Not that Alex and Terry want to live together during the season though.
"In the summer when we live together it gets pretty intense," said Terry. "When we first get together we are happy to see each other, but then after awhile we start wearing thin on each other. We've been good so far, but it's probably only a matter of time before we get back into it like the summer.
"We thought it was good idea to split up. We still get to see each other every day at the rink though."
Life as a hockey player is rough on families, especially when they are playing far from home. There is little opportunity to see family, with the exception of a brief Christmas break and All-Star break. This is the first time that the Broadhurst brothers have been able to spend quality time with each other, other than between the summer months, in about seven years.
For Terry, he's enjoying seeing the progress that Alex has made as a player and seeing what kind of player his brother is. But he doesn't want to be overbearing on his teammate.

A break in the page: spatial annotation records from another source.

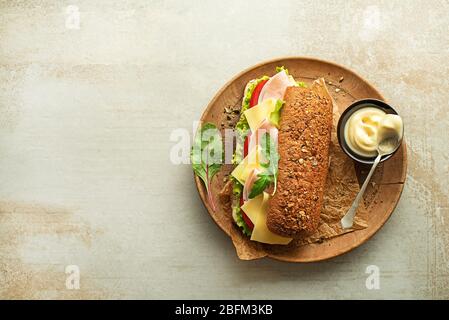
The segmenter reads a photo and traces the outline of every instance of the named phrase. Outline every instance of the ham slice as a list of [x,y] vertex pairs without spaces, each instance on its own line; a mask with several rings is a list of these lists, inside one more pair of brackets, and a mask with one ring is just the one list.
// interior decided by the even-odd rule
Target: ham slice
[[285,73],[285,70],[282,70],[265,83],[262,91],[260,91],[258,102],[261,103],[269,98],[283,99],[285,90],[292,85],[294,84],[292,83],[291,78]]

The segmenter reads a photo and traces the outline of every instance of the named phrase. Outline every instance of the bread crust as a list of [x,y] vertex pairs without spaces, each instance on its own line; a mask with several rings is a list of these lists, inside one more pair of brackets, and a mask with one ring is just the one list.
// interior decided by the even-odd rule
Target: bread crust
[[278,136],[277,192],[271,198],[267,227],[286,237],[318,227],[329,167],[332,101],[324,81],[312,88],[289,87]]

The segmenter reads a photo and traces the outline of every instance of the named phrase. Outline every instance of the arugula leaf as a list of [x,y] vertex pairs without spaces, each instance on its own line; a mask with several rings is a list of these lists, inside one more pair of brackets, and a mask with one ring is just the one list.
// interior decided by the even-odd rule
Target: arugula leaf
[[279,128],[279,121],[281,120],[281,109],[284,106],[284,101],[278,99],[274,110],[270,113],[270,122]]
[[205,123],[199,127],[193,142],[190,160],[193,171],[204,182],[213,211],[216,210],[216,206],[211,193],[211,181],[223,164],[223,156],[223,143],[217,127],[212,123]]

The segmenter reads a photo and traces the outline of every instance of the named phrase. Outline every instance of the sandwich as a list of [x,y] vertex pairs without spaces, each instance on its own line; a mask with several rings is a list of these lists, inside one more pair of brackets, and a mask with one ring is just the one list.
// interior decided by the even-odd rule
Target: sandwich
[[284,67],[249,81],[235,126],[232,217],[253,241],[286,245],[316,231],[329,166],[332,100]]

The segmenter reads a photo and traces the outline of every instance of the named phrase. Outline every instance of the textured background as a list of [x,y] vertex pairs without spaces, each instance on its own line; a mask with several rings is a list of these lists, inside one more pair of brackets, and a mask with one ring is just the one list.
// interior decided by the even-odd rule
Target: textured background
[[[0,1],[0,297],[449,298],[448,16],[429,0]],[[239,261],[169,160],[228,79],[283,55],[352,68],[406,126],[395,213],[317,264]]]

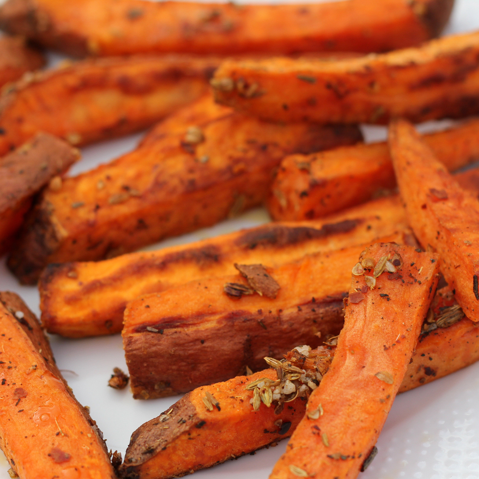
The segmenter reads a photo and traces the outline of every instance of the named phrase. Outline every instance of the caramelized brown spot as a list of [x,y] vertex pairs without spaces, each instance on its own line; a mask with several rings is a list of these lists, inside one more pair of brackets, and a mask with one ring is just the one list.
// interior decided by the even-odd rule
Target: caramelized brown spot
[[349,295],[349,302],[355,304],[362,301],[366,297],[361,292],[356,291],[355,293],[351,293]]
[[435,188],[429,188],[431,199],[434,202],[447,199],[447,193],[445,190],[436,190]]
[[235,298],[240,298],[243,295],[252,295],[255,292],[254,289],[239,283],[227,283],[224,290],[228,296]]
[[61,462],[67,462],[71,457],[71,456],[68,452],[62,451],[59,447],[52,447],[48,453],[48,456],[57,464]]

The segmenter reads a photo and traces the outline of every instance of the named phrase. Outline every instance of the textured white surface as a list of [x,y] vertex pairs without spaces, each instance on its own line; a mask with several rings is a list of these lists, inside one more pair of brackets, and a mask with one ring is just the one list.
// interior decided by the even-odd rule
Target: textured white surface
[[[378,1],[381,0],[377,0]],[[256,2],[263,2],[262,0]],[[456,0],[448,33],[479,28],[479,0]],[[57,56],[52,55],[52,60]],[[425,125],[424,128],[432,127]],[[385,129],[366,127],[367,138],[377,141]],[[72,171],[76,174],[104,163],[134,148],[140,135],[85,148],[83,159]],[[148,249],[188,242],[256,226],[267,221],[257,209],[238,219],[224,222]],[[0,261],[0,290],[20,294],[37,314],[38,297],[34,287],[19,286]],[[106,386],[115,366],[126,370],[119,336],[81,340],[51,338],[57,363],[82,404],[91,408],[109,447],[122,453],[133,431],[165,410],[175,397],[135,401],[129,391]],[[379,453],[362,479],[479,479],[479,363],[447,377],[398,397],[377,443]],[[232,479],[245,477],[267,479],[286,442],[236,461],[195,473],[199,479]],[[6,460],[0,453],[0,479],[8,479]],[[318,478],[320,479],[320,478]],[[330,478],[320,478],[330,479]]]

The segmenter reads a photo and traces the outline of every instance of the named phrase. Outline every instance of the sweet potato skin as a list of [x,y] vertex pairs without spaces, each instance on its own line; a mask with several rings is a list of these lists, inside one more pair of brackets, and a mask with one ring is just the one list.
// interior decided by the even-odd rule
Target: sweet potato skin
[[147,128],[204,94],[220,61],[138,55],[29,75],[0,100],[0,154],[39,131],[80,146]]
[[[400,272],[405,283],[383,273],[376,278],[376,288],[353,303],[352,294],[357,295],[357,288],[365,284],[364,276],[352,277],[345,326],[334,358],[308,401],[307,411],[321,404],[324,413],[316,419],[303,418],[288,450],[275,466],[271,479],[294,479],[298,475],[292,470],[295,467],[305,471],[304,477],[353,479],[375,444],[406,372],[438,276],[437,256],[410,247],[376,244],[362,257],[377,262],[395,253],[404,262]],[[417,281],[408,280],[409,274]],[[384,380],[378,376],[381,374]]]
[[277,267],[305,254],[370,242],[407,228],[399,198],[391,197],[322,220],[271,223],[96,262],[50,264],[38,285],[42,322],[49,332],[70,337],[119,332],[126,303],[140,295],[235,274],[235,262]]
[[79,158],[76,148],[51,135],[39,133],[0,159],[0,254],[13,240],[33,194]]
[[9,0],[0,26],[74,56],[384,51],[440,32],[454,0],[307,5]]
[[[269,369],[237,376],[186,394],[169,414],[165,411],[133,433],[120,468],[120,477],[177,477],[288,437],[304,414],[306,398],[297,398],[278,414],[274,405],[267,408],[264,404],[254,411],[250,402],[253,391],[245,388],[262,377],[275,380],[276,372]],[[202,398],[207,392],[219,401],[220,411],[206,409]],[[284,428],[274,424],[278,421]]]
[[212,80],[219,103],[265,119],[419,123],[479,111],[479,33],[332,62],[226,60]]
[[23,37],[0,38],[0,87],[18,80],[27,71],[41,68],[45,63],[43,55],[28,45]]
[[389,128],[394,169],[409,220],[425,247],[437,251],[443,274],[467,317],[479,320],[479,202],[463,190],[404,120]]
[[[449,328],[439,329],[429,334],[420,336],[412,354],[413,361],[408,365],[406,373],[398,393],[404,392],[427,384],[477,361],[479,359],[478,336],[479,328],[475,323],[465,319]],[[290,358],[292,355],[292,353],[294,353],[295,356],[302,356],[302,358],[305,360],[304,363],[293,364],[302,369],[307,370],[311,356],[315,353],[315,351],[310,351],[306,358],[301,354],[298,355],[297,352],[293,351],[286,355],[286,357]],[[333,356],[335,350],[333,349],[330,352],[330,356]],[[290,360],[291,360],[291,359]],[[260,377],[276,378],[274,373],[272,372],[271,369],[266,369],[247,377],[244,376],[236,377],[224,383],[213,384],[210,387],[200,389],[203,391],[209,390],[212,393],[215,397],[219,399],[222,410],[223,411],[224,403],[222,397],[218,397],[219,393],[225,396],[225,399],[231,399],[233,397],[235,399],[239,399],[239,394],[243,395],[242,399],[244,399],[244,402],[247,405],[253,394],[252,391],[249,391],[250,394],[249,395],[245,394],[246,391],[245,390],[245,383],[248,379],[254,381]],[[240,391],[236,392],[238,389]],[[235,457],[238,456],[238,453],[240,454],[247,453],[264,447],[268,442],[271,441],[269,436],[265,439],[264,434],[269,435],[274,433],[274,431],[272,432],[268,428],[276,429],[277,426],[273,428],[270,425],[278,418],[280,418],[283,423],[287,421],[290,421],[291,424],[286,433],[279,437],[277,434],[273,440],[289,436],[295,429],[299,419],[303,417],[306,411],[306,402],[299,398],[290,403],[290,405],[293,407],[294,413],[291,418],[286,418],[276,415],[274,413],[272,407],[269,409],[262,405],[258,413],[254,414],[252,414],[251,409],[242,408],[239,413],[239,417],[238,416],[235,417],[235,422],[234,423],[231,419],[227,420],[226,423],[221,423],[221,427],[215,428],[214,426],[216,425],[216,423],[213,427],[211,427],[210,424],[213,417],[212,415],[208,417],[207,413],[205,413],[202,416],[203,419],[201,419],[197,416],[191,418],[188,413],[187,411],[191,407],[191,396],[196,392],[195,390],[187,393],[173,406],[174,412],[171,415],[171,421],[168,423],[172,423],[177,432],[173,433],[173,431],[169,429],[165,430],[161,425],[163,423],[161,422],[161,420],[164,419],[165,416],[164,413],[158,417],[143,424],[133,433],[125,455],[125,462],[120,468],[121,477],[127,479],[129,477],[134,477],[136,479],[146,479],[147,478],[150,479],[153,478],[155,479],[166,479],[172,475],[177,477],[184,474],[186,475],[192,469],[197,470],[216,465],[218,462],[222,462],[231,459],[232,454]],[[203,404],[200,404],[200,408],[203,406]],[[287,411],[287,412],[290,411],[291,410]],[[214,414],[217,414],[216,411]],[[258,414],[262,418],[265,416],[269,422],[266,423],[266,422],[263,420],[263,422],[258,422]],[[207,417],[204,417],[204,416]],[[184,428],[183,432],[177,431],[179,428],[183,429],[183,427],[176,426],[175,427],[175,423],[177,421],[175,419],[185,417],[188,418],[187,422],[189,422],[188,420],[191,420],[191,422]],[[241,422],[239,420],[240,418]],[[200,421],[198,421],[199,419]],[[205,420],[209,420],[209,421],[205,421],[205,423],[201,426],[202,437],[197,437],[197,440],[194,442],[190,442],[189,440],[187,440],[187,442],[182,441],[182,439],[186,438],[182,437],[182,436],[185,436],[188,433],[191,434],[197,432],[194,427],[197,427],[197,425],[199,425],[200,421]],[[247,425],[248,429],[243,433],[237,431],[235,427],[235,437],[233,439],[229,432],[234,427],[234,423],[236,424],[238,423],[242,425]],[[203,428],[203,426],[206,429]],[[191,431],[193,433],[190,432]],[[263,433],[263,434],[259,433],[261,431]],[[240,450],[235,449],[238,448],[238,439],[242,443],[242,447],[239,448]],[[146,447],[152,444],[154,444],[156,447]],[[211,444],[213,445],[213,448],[210,445]],[[167,446],[165,451],[161,449],[164,445]],[[173,450],[169,448],[172,445],[174,447]],[[198,458],[199,448],[201,451],[200,460]],[[146,456],[144,455],[141,455],[139,457],[139,453],[142,453],[147,449],[150,449],[151,452]],[[179,457],[177,452],[178,449],[181,449],[181,451]],[[204,460],[205,456],[209,460]],[[175,460],[172,460],[173,458]],[[199,464],[200,460],[201,464]],[[135,476],[134,474],[137,475]]]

"I've been trying to be more of a teammate than a brother," said Terry. "I kind of let him be. He's been playing the game long enough to know when he needs to change stuff and when he doesn't. If I feel I need to say something then I will, but I let him figure stuff out on his own. For me, seeing how much he's developed has been fun."
Brothers will be brothers though and when the time comes when there is, well, maybe a slight disagreement, and Alex and Terry need to figure out a way to settle things the way brothers only know how, who will have the upper hand?
Said Alex, "I'd try to attack him quick; he's a little older and knows more than me so I'd have to hit him with a lot of energy, I guess."
"He's got a few pounds on me, but I'm going to have to take my experience over him," said Terry. "I have that older brother thing on him. I think he'd probably disagree with me, but I think I'll always take him when it comes down to that."